T-Mobile charges 142.4 million customers a monthly fee to use its wireless network. Most of those customers are postpaid, meaning they pay after using the service, just like a utility bill. On top of those monthly fees, T-Mobile sells phones and devices, offers home internet through its 5G network, and now runs an advertising business after buying two ad technology companies in early 2025. The company operates under three main brands: T-Mobile, Metro by T-Mobile, and Mint Mobile. Postpaid customers alone account for 81% of all service revenue, making this primarily a subscription business where most of the money arrives on a predictable schedule every single month. The diagram below traces where the money goes.
Five years of financial data tell a clear story about direction. Revenue held roughly flat between 2021 and 2023, hovering around $79 to $80 billion, then climbed to $81.4 billion in 2024 and jumped to $88.3 billion in 2025. That 2025 number includes customers and revenue added through the August 2025 acquisition of UScellular's wireless business, so some of the growth reflects purchases rather than purely organic wins. Still, the underlying momentum is real.
The more striking improvement is in cash generation. Free cash flow, which is the money left over after paying to run and build the network, went from $1.6 billion in 2021 to $18.0 billion in 2025. That is an eleven-fold increase in four years. This matters because T-Mobile spent years absorbing the cost of merging with Sprint in 2020, and those integration costs suppressed cash flow for years. As those costs wound down, the cash the business was always capable of generating started showing up in the numbers.
Gross margin also improved meaningfully. It sat at roughly 54% in 2021 and 2022, then rose to nearly 62% in 2023 and held above 62% in both 2024 and 2025. This improvement reflects the fading Sprint integration costs, which inflated expenses in earlier years, and the growing share of high-margin service revenue relative to lower-margin device sales. The business is not just growing. It is becoming more efficient at the same time.

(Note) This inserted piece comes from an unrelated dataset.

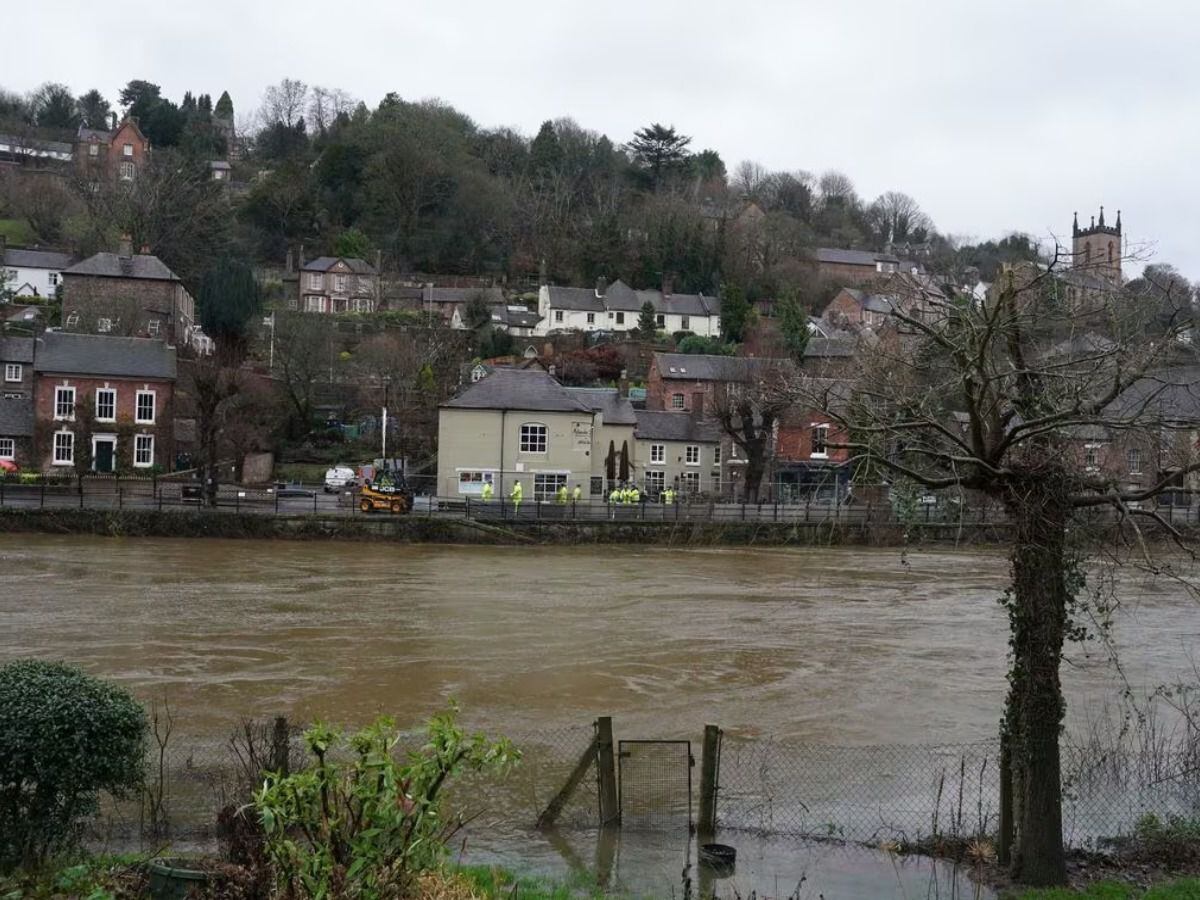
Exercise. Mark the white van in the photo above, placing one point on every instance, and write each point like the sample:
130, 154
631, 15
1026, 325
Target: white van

There is one number that deserves attention on the other side of the ledger. Net debt, which is the total amount owed minus cash on hand, has grown every single year. It was $63.8 billion in 2021 and reached $80.7 billion in 2025. The UScellular acquisition, the fiber joint ventures with Lumos and Metronet, and ongoing spectrum purchases all required significant cash outlays. T-Mobile is using its growing cash generation to fund an aggressive expansion rather than to reduce what it owes.
T-Mobile faces several documented threats that could slow this trajectory. The most serious involve cybersecurity. The company suffered major data breaches in August 2021 and January 2023, both of which cost significant money to resolve through lawsuits and government investigations. The company's own filings acknowledge that hackers may find ways to break in before vulnerabilities are patched. A third major breach could bring regulatory penalties, customer losses, and legal costs on top of what has already been paid.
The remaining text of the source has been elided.